Bugün karşımıza BOP, ILIMLI İSLAM, DİNLER ARASI DİYALOG diye çıkan safsatalar aslında ABD nin kafasında kalan ve hayata geçirmek için fırsat kolladığı Türkiye'yi ve Ortadoğuyu parçalama politikasının, bir sinsi oyuna dönüştürülerek, uyuştura uyuştura uygulamaya sokulduğu bir entrikalar silsilesinden başka hiç bir şey değildir.

ABD, BOP un en büyük adımı olan Irak saldırısı için Türkiye'nin yardımına muhtaç olduğu için, dönemin başbakanı Ecevitten onay almak istedi. Fakat Ecevit Irak müdahalesine yardımı reddetti. Bunun üzerine yedekte tutulan ve aslında bir projenin eseri olan AKP yi iktidara getirmek için tüm senaryolar ortaya konuldu.Türkiyede sinsi bir ekonomik kriz çıkarılıp Ecevit hükümeti zayıf düşürüldü. MHP ninde bu süreçte ABD yanlısı bir tutum izlemesi nedeniyle "erken seçim" gibi bir oldu bittiyle birdenbire ülke seçime gitti.

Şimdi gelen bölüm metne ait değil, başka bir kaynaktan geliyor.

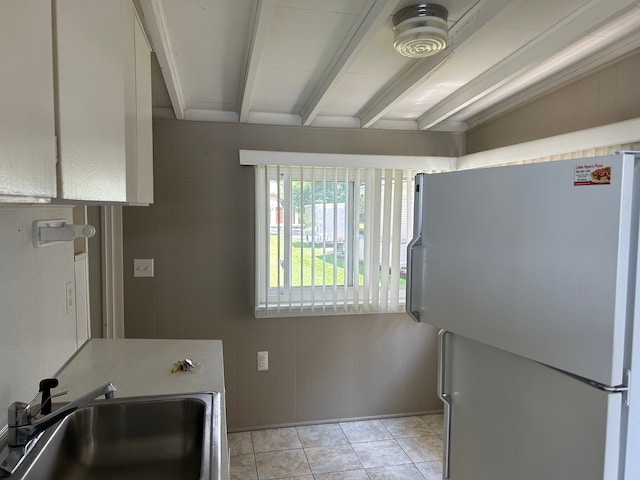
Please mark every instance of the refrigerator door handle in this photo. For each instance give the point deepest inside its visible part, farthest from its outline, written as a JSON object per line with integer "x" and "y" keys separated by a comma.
{"x": 413, "y": 313}
{"x": 446, "y": 398}
{"x": 415, "y": 242}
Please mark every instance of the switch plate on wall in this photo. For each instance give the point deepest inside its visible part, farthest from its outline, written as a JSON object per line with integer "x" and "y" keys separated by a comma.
{"x": 143, "y": 267}
{"x": 263, "y": 361}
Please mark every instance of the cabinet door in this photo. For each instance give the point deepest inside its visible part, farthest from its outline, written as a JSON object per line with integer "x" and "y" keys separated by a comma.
{"x": 137, "y": 54}
{"x": 91, "y": 117}
{"x": 27, "y": 136}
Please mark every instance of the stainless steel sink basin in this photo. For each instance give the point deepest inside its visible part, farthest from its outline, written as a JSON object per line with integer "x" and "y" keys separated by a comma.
{"x": 154, "y": 437}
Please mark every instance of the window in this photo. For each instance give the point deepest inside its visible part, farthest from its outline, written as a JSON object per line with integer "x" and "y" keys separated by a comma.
{"x": 331, "y": 240}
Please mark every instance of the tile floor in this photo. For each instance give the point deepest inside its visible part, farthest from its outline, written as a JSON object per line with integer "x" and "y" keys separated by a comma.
{"x": 407, "y": 448}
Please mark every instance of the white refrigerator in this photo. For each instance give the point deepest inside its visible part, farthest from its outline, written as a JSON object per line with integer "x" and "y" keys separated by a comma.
{"x": 531, "y": 273}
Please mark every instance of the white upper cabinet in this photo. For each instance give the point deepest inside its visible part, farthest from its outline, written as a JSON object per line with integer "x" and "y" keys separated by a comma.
{"x": 81, "y": 73}
{"x": 91, "y": 119}
{"x": 27, "y": 137}
{"x": 138, "y": 122}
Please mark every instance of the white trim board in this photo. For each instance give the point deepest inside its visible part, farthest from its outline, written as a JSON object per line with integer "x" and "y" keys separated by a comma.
{"x": 627, "y": 131}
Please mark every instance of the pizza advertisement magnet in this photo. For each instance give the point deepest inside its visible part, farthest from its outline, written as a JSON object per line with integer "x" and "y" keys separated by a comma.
{"x": 592, "y": 174}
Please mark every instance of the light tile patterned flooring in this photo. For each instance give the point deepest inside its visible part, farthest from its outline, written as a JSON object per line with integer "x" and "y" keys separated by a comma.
{"x": 407, "y": 448}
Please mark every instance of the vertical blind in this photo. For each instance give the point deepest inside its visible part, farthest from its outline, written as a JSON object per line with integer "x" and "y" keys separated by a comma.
{"x": 331, "y": 240}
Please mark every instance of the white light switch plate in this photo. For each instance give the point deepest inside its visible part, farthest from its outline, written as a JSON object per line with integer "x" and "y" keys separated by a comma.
{"x": 143, "y": 267}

İşte burada AKP'nin kurulma safhasında, AKP kurmayları sık sık ABD ye gidip "ILIMLI İSLAM" projesi konusunda ABD'nin yanında yer alacaklarını ve BOP projesi için ABD nin tüm Ortadoğu operasyonlarına katkıda bulunacaklarına söz verip ABD den icazet ve destek aldılar.

Erken seçimin ana nedenide işte ABD ye hizmete hazır bu yeni partiyi iktidara getirmek idi. Böylece büyük bir iç ve dış destekle AKP iktidara taşındı. Akabinde ABD'nin Irak operasyonu hazırlıkları hızlandı. Türkiyeden operasyon için destek verecekleri konusunda tezkerenin geçmesini ivedilikle istediler. AKP nin kurmayları ABD ye daha önce sözünü verdikleri tezkerenin geçeceğinden o kadar emindiler ki, ABD yetkililerine ve kamuoyuna tezkerenin geçmiş sayılması izlenimini rahatlıkla verdiler.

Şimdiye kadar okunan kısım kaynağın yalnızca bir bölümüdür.